BuzzBuzzHome Corp.
Feb 24th, 2011

As U.S. home prices edge nearer to a dreaded double dip, foreclosures are making up a staggering 26% of all home sales.

The Standard & Poor’s/Case-Shiller index, America’s most popular index of home prices, reported an average price drop of 2.4% in 20 major U.S. cities in the month of December from a year prior.

Prices fell 1% from November to December which is the fifth straight month the index has fallen.

Its this five month consecutive decline that is seen as a potential double dip (see image).

Yale University economics professor Robert Shiller, co-creator of the index, thinks things could get worse.

“My intuition rates the probability of another 15%, 20%, even 25% real home price decline as substantial,” said Shiller. “That is not a forecast, but it is a substantial risk.”

On the positive side, the National Association of Realtors reported that sales of existing homes have risen now for three straight months.

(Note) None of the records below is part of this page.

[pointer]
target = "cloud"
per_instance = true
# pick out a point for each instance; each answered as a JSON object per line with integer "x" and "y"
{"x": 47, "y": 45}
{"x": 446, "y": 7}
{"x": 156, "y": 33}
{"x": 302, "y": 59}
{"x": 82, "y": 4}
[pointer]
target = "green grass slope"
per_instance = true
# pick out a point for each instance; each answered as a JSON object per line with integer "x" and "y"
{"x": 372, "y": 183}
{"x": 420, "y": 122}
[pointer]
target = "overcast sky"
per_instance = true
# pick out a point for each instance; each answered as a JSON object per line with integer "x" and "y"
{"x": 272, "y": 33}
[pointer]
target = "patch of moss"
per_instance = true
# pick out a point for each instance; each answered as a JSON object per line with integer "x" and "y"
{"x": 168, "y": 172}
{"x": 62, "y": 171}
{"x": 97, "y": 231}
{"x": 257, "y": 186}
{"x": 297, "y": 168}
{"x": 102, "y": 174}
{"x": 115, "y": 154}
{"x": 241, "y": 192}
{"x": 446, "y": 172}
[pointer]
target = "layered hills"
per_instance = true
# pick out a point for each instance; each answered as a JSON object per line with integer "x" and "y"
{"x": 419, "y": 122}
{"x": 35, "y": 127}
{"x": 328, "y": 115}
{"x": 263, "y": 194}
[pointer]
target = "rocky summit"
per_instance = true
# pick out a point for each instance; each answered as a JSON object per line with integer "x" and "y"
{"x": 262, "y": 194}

Homes are cheap and deals are getting done.

Over a quarter of homes sold are foreclosures and they come at bargain basement prices. Homes sold while in the the foreclosure process (short sales) are discounted by about 15%. Homes already foreclosed on and owned by banks, called REOs (real estate owned) are sold at an average discount of 36%.

Maybe, it’ll be America’s appetite for a good deal that saves the housing market.